Crawl: I want to have OTLP exporter for all 3 signals
[My guess is this scenario is what most users want to do.]
With this PR we don't have a cross-cutting AddOtlpExporter so you do this:
using var sdk = OpenTelemetrySdk.Create(builder => builder
.ConfigureResource(r => r.AddService("MyApp"))
.WithLogging(builder => builder.AddOtlpExporter())
.WithMetrics(builder => builder.AddOtlpExporter())
.WithTracing(builder => builder.AddOtlpExporter()));
How would it work once we have a cross-cutting method?
using var sdk = OpenTelemetrySdk.Create(builder => builder
.ConfigureResource(r => r.AddService("MyApp"))
.AddOtlpExporter()
.WithLogging()
.WithMetrics()
.WithTracing());
Walk: I want to have OTLP exporter for all 3 signals sending to different endpoints
With this PR we don't have a cross-cutting AddOtlpExporter so you do this:
using var sdk = OpenTelemetrySdk.Create(builder => builder
.ConfigureResource(r => r.AddService("MyApp"))
.WithLogging(builder => builder.AddOtlpExporter(o => o.Endpoint = new("http://mylogendpoint/logs")))
.WithMetrics(builder => builder.AddOtlpExporter(o => o.Endpoint = new("http://mymetricendpoint/metrics")))
.WithTracing(builder => builder.AddOtlpExporter(o => o.Endpoint = new("http://mytraceendpoint/traces"))));
How would it work once we have a cross-cutting method? Any number of ways. It depends on what options we expose, the API shape, etc. It could look like this:
using var sdk = OpenTelemetrySdk.Create(builder => builder
.ConfigureResource(r => r.AddService("MyApp"))
.AddOtlpExporter(options => {
options.LoggingOptions.Endpoint = new("http://mylogendpoint/logs");
options.MetricsOptions.Endpoint = new("http://mymetricendpoint/metrics");
options.TracingOptions.Endpoint = new("http://mytraceendpoint/trace");
})
.WithLogging()
.WithMetrics()
.WithTracing());
Run: I want to have OTLP exporter for all 3 signals, however, I want to set the metrics exporting frequency to 10 seconds, and logs/traces to 1 minute. I also want to put my custom redaction processor before the OTLP log exporter.
Different ways you could achieve this. If we had a simple AddOtlpExporter cross-cutting extension, you could do this:
using var sdk = OpenTelemetrySdk.Create(builder =>
{
builder.Services.Configure<MetricReaderOptions>(o => o.PeriodicExportingMetricReaderOptions.ExportIntervalMilliseconds = 10_000);
builder.Services.Configure<BatchExportActivityProcessorOptions>(o => o.ScheduledDelayMilliseconds = 60_000);
builder.Services.Configure<LogRecordExportProcessorOptions>(o => o.BatchExportProcessorOptions.ScheduledDelayMilliseconds = 60_000);
builder
.ConfigureResource(r => r.AddService("MyApp"))

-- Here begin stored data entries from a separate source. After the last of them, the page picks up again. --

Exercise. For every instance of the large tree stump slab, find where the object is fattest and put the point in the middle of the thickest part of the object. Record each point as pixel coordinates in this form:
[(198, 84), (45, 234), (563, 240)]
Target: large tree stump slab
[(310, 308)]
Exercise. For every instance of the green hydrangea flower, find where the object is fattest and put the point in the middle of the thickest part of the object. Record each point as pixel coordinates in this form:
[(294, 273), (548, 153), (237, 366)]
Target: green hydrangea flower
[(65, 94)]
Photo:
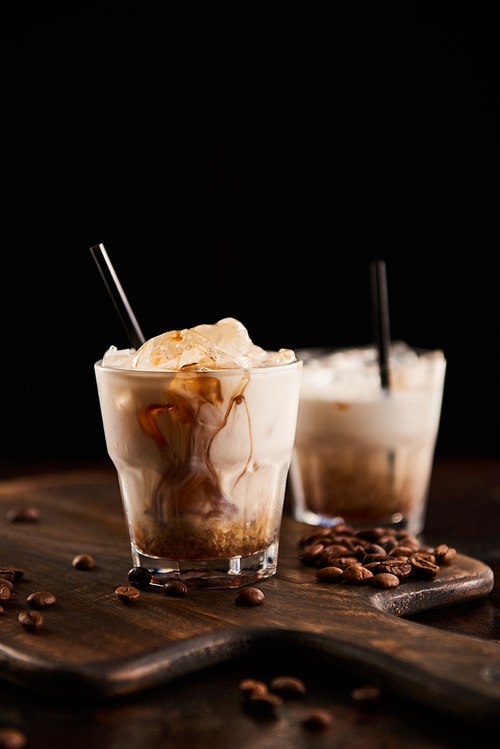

.WithLogging(logging => logging.AddProcessor(new CustomLogRedactionProcessor()))
.WithMetrics()
.WithTracing()
.AddOtlpExporter();
});
Registration order
E.g. each signal allows the user to add plugins, how these plugins work with "global" plugins? (basically, what rules do we follow)
Essentially it works the same way we have it today when using the hosting package. Nothing here is really new. The code I have above:
builder
.ConfigureResource(r => r.AddService("MyApp"))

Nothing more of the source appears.